I’ve been playing with HTML 5 a little this morning. It’s really quite fabulous: a lot of smart design decisions have been made and it looks like – given a good few years to get things up to scratch even after the specification has been finalised – it’ll really provide a lot of useful tools to help the web developers of tomorrow reach their goals more easily and in a more structured way.
I knocked up a quick test page to see how the code comes together, and, in particular, to play with the new sectioning elements that can be used to state what parts of the page have what purpose and what their relationship is to the rest of the document. So far, so good. Then I tried to style them.
Internet Explorer 7 didn’t really stand a chance, I suppose. Microsoft don’t have any plans to support either HTML 5 or XHTML 2 – an alternative language for the future web – and that probably won’t change until they think they’re losing browser market share over it. That’ll happen, perhaps, but much slower than they lost market share to Firefox over issues of speed and security: the media make a far bigger deal of computer security these days than they ever will about standards-compliance, because standards-compliance doesn’t sell newspapers.

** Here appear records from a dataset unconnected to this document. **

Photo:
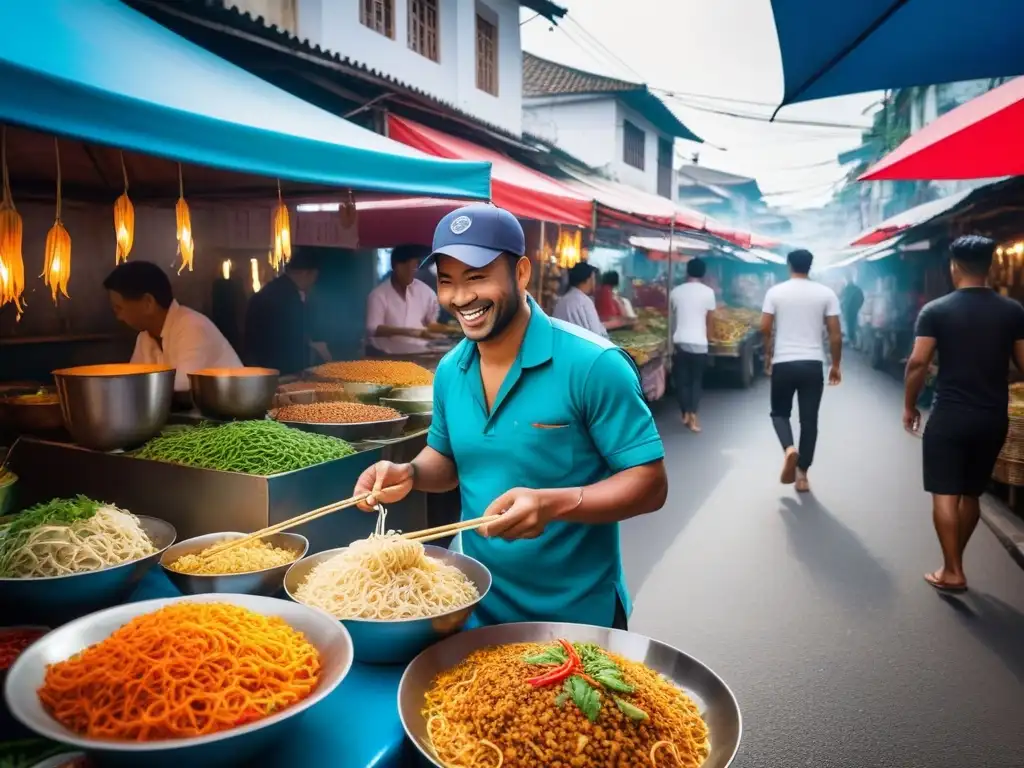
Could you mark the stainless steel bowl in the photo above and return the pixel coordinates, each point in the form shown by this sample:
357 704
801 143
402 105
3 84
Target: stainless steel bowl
414 393
53 600
267 582
113 407
227 748
718 705
367 430
396 642
233 392
408 406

So yeah; IE7 got all the content, at least, thanks to the fact that HTML 5 is backwards-compatible (in a way that XHTML 2 simply isn’t), and the page is just about understandable. But it wouldn’t allow CSS styles to be applied to any of the "new" tags it didn’t understand, so the page is quite a bit more simplistic that it should have been.
I’d expected more from the latest beta version of Mozilla Firefox – Mozilla are, along with Apple, perhaps the biggest supporters of HTML 5 as the future of the web. Unfortunately, I was mistaken.
Perhaps the majority of the HTML 5 support will come in a later release of Firefox – although it’d be nice it they supported at least the core, well-understood features in the final
release of Firefox 3. Yeah, yeah, I know they’ve started to implement support for things like
<canvas> and stuff, but it’s hard to get excited about things that,
while cool, I’m just not likely to use.
Firefox understood that there was something to do with floating something in the
<aside> element, but didn’t do a very good job of actually floating it, instead just
drawing a box where it might have put it if it understood it better. This is actually just slightly worse behavior than IE, which failed to understand but didn’t half-heartedly try to
interpret what it didn’t "get." Nonetheless, Firefox still rendered a readable, understandable page – good old backwards-compatibility, there.
Opera, as I’d have expected, excelled here. Opera’s support for emerging standards has always been impressive, and this was no exception, as it rendered the page almost exactly as I would have expected. It genuinely seems to understand the new sectioning elements provided by HTML 5 (although a later experiment has shown that this is possibly just because it will happily interpret CSS directives for unrecognised elements: however, this is a good future-proofing strategy for any browser – had Mozilla taken this approach, the majority of the page would have looked perfect in Firefox, too).
In short, we’re a long way from being able to use HTML 5 in any real way, and all the exciting things it’s bringing will have to wait for now. But I expect we’ll be seeing better and better compliance with the standard as the standard becomes more finalised next year and the geeks at the major browser manufacturers compete to have the coolest features first. My prediction? Lead by Opera, Safari, and Firefox (as well as Konquerer, which I gather is also likely to support HTML 5 early), we’ll start seeing usable snippets of some of the fun things the future of the web will bring us as early as next year, and Microsoft will – eventually – give in and implement them in Internet Explorer too.
In the meantime, it’s been fun to read through the current working draft specification for what I think is likely to be the more popular language of the next generation of the web. But that’s perhaps just because I’m the kind of person who enjoys reading specifications for fun.
Update: Two more browser snapshots (thanks Katie).
Camino, as you might expect, looks pretty much identical to Firefox.
Safari fares well, rendering the page in the same way as Opera did, seemingly understanding all of the elements perfectly.